RecursiveMAS: What Happens When AI Agents Stop Talking in Tokens
Every multi-agent system you have ever used is, at bottom, a group chat. A new paper from UIUC, Stanford, NVIDIA and MIT asks the question that only looks obvious after you've read it: why are we forcing neural networks to talk to each other in English?
Open the logs of any multi-agent framework and you will find the same scene. A planner writes three paragraphs of prose. A critic reads them, thinks it over, writes three paragraphs back. A solver wades through all of it and produces the answer. Token by token, the system decodes rich internal representations into text, then immediately re-encodes that text back into internal representations on the other side. Twice per hop. At every hop.
Text is a compression format designed for humans. For a language model, it is a bottleneck: the last hidden state of a transformer is a dense vector that carries far more information than the single token it gets collapsed into. When agent A verbalizes its reasoning for agent B, the system pays three times — compute to decode, information lost in the projection, and latency while B waits for A to finish generating.
Recursive Multi-Agent Systems — RecursiveMAS, published on arXiv in April 2026 by a team spanning UIUC, Stanford, NVIDIA and MIT — removes the group chat entirely. Agents pass each other their latent states directly, through a small trained adapter. No decoding, no re-reading, no tokens until the final answer. The result, across nine benchmarks: +8.3% average accuracy, 1.2×–2.4× faster inference, and 34.6%–75.6% fewer tokens than the same system communicating in text.
Paper at a glance
Recursive Multi-Agent Systems
Xiyuan Yang, Jiaru Zou, Rui Pan, Ruizhong Qiu, Pan Lu, Shizhe Diao, Jindong Jiang, Hanghang Tong, Tong Zhang, Markus J. Buehler, Jingrui He, James Zou
arXiv preprint 2604.25917 — UIUC, Stanford University, NVIDIA, MIT · 2026
Paper / PDF →RecursiveMAS casts an entire multi-agent system as a unified latent-space recursive computation.
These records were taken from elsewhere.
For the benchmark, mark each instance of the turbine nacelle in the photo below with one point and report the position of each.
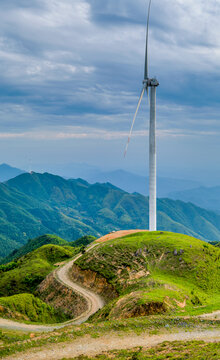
(150, 82)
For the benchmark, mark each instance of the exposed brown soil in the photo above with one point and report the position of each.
(61, 297)
(91, 347)
(94, 281)
(117, 234)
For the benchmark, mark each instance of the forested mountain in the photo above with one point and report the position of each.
(207, 197)
(36, 204)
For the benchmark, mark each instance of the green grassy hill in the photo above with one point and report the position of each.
(35, 204)
(28, 271)
(46, 239)
(27, 307)
(157, 272)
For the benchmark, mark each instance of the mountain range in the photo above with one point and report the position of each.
(125, 180)
(34, 204)
(207, 197)
(8, 172)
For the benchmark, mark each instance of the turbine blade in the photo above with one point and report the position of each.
(148, 96)
(146, 53)
(134, 118)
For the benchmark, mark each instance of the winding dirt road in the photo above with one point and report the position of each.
(95, 302)
(91, 347)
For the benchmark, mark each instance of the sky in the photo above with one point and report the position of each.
(71, 73)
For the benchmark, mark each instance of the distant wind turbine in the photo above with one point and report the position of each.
(152, 83)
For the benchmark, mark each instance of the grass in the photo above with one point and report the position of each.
(14, 342)
(31, 269)
(27, 307)
(194, 350)
(176, 270)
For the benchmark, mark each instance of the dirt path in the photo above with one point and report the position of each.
(91, 347)
(95, 302)
(117, 234)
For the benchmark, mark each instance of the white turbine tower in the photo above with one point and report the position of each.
(152, 83)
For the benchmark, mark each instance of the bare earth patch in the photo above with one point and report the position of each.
(117, 234)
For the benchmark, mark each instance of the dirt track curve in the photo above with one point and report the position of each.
(91, 347)
(95, 302)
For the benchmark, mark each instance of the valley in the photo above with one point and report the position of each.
(37, 204)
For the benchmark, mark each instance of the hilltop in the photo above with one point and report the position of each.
(46, 239)
(36, 204)
(147, 273)
(20, 279)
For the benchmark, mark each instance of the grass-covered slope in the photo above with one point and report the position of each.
(46, 239)
(35, 204)
(27, 307)
(28, 271)
(34, 244)
(157, 272)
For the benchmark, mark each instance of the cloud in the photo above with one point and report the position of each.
(79, 65)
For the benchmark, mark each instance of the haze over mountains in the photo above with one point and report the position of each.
(35, 204)
(207, 197)
(125, 180)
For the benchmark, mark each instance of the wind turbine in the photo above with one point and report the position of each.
(151, 83)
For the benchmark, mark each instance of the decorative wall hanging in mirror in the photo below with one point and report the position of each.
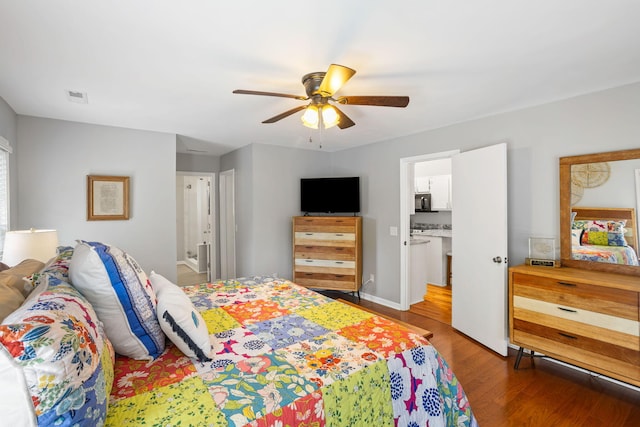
(107, 198)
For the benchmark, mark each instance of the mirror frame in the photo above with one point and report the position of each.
(565, 211)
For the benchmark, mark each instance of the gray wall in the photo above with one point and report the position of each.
(8, 129)
(187, 162)
(536, 137)
(55, 158)
(267, 196)
(52, 188)
(197, 163)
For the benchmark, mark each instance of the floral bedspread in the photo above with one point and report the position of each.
(624, 255)
(287, 356)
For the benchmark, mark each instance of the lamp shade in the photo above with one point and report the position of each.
(29, 244)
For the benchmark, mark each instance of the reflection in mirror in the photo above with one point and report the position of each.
(608, 234)
(599, 221)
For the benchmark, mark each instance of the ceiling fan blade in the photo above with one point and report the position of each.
(336, 76)
(281, 95)
(285, 114)
(344, 122)
(381, 101)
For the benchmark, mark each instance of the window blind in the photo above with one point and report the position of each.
(5, 150)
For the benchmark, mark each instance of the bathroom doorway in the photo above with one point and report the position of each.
(195, 195)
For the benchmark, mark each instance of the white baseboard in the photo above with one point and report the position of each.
(381, 301)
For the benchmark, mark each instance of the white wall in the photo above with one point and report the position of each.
(536, 137)
(8, 129)
(267, 196)
(54, 160)
(197, 163)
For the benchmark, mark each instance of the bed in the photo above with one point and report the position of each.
(279, 355)
(605, 235)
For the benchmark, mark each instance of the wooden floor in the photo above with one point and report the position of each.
(187, 276)
(542, 393)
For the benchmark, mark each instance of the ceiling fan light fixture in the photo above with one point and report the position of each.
(311, 117)
(330, 117)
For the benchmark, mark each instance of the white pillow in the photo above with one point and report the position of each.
(179, 319)
(121, 295)
(16, 405)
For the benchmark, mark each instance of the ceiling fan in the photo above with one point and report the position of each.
(320, 88)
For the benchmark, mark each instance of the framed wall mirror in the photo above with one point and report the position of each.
(599, 204)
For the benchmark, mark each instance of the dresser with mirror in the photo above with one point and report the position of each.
(587, 312)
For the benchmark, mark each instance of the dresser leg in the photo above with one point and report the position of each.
(518, 358)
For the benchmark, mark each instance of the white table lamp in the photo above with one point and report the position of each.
(29, 244)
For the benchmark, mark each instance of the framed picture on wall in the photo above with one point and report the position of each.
(107, 197)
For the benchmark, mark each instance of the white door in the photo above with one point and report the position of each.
(479, 223)
(227, 225)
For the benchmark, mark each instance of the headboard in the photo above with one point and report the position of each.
(617, 214)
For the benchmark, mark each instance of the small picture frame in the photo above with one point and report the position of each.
(107, 198)
(542, 248)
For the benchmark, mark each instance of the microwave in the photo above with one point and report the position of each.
(422, 202)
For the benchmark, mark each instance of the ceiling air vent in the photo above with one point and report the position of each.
(78, 97)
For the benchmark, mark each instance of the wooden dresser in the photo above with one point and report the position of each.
(586, 318)
(327, 252)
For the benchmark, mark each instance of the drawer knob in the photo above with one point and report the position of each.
(567, 336)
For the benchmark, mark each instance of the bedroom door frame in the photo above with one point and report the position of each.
(227, 225)
(407, 187)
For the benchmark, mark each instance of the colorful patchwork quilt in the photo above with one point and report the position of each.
(287, 356)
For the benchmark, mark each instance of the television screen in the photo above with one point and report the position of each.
(330, 195)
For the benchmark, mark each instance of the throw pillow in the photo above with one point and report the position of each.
(121, 294)
(15, 276)
(179, 319)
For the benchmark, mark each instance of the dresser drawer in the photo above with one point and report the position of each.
(336, 224)
(595, 340)
(324, 239)
(326, 280)
(345, 253)
(614, 302)
(588, 319)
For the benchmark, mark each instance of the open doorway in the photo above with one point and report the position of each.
(195, 195)
(227, 225)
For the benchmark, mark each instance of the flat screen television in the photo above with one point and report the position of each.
(330, 195)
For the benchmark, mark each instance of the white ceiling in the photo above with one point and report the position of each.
(170, 66)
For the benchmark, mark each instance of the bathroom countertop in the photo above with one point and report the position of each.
(417, 234)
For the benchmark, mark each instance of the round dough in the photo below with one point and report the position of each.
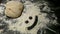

Heterogeneous agents are connected into a collaboration loop through the lightweight RecursiveLink module, enabling in-distribution latent thoughts generation and cross-agent latent state transfer, with an inner-outer loop learning algorithm for whole-system co-optimization.
The paper is not just an efficiency trick. It reframes what a multi-agent system is: instead of a committee of models exchanging messages, the whole system becomes one recursive computation, where each agent behaves like a layer that the latent state flows through — again and again, until the answer is ready.
Why Text Is the Bottleneck
Every message between two text-based agents hides a wasteful round trip. The sender runs its full transformer stack, reaches a hidden state h of dimension d_h — and then projects it onto a vocabulary of size |V| to pick one token. It repeats this for every token of the message. The receiver then tokenizes the text and re-encodes it from scratch.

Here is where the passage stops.